Also at Religion in American History, Jonathan Den Hartog posted some thoughts on “teaching religious Loyalism” in his course on “The American Revolution and Early Republic” this semester. In other Revolutionary-era news, the New York Times‘ “Great Homes and Destinations” section alerted readers and world travelers to a full-scale and recently-renovated reproduction of Washington’s Mount Vernon located in a Paris suburb.
Not a lot of news on the digital humanities front this week, but this one item is well worth sharing: “What Jane Saw” is a virtual reconstruction of British artist Sir Joshua Reynolds’s exhibit as encountered by Jane Austen when she visited in 1813. The work of University of Texas Professor of English Janine Barchas, it offers “the modern visitor a historical reconstruction of that long-lost Regency blockbuster.”
You’ve likely seen by now the American Historical Association’s report on “The Many Careers of History PhDs: A Study in Job Outcomes, Spring 2013.” If not, you’ll want to take a look. In other news from the world of academia, Salon reported on a bizarrely frustrating episode at Minneapolis Community and Technical College, in which three white students filed a racial discrimination complaint after their professor lectured on structural racism in an Introduction to Mass Communications class. With no apparent intended irony, the professor was then formally reprimanded “for creating a ‘hostile learning environment.'”

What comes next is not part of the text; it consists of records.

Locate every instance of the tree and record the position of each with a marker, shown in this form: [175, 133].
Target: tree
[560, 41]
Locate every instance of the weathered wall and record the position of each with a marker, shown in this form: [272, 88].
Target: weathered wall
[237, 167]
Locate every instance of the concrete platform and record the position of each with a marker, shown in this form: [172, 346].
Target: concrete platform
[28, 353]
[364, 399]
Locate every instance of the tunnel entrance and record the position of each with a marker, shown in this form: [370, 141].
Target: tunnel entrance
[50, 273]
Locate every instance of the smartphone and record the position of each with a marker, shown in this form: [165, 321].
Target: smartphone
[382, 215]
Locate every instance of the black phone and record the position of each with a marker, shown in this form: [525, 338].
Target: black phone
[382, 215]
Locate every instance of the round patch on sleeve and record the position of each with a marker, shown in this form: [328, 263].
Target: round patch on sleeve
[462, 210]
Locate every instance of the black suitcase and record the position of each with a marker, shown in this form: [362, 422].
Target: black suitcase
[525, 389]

We’ll conclude this week with the American Spectator‘s response to the near-universal praise from professional historians for Steve McQueen’s 12 Years a Slave. Make what you will of the author’s claim that “historians once thought of their art as something distinct from propaganda—or from movies, for that matter—as they seem to do no longer.” But please, I implore you, don’t read the comments. If you dare, you might want to reach for the nearest glass of Cherry Bounce or cider first.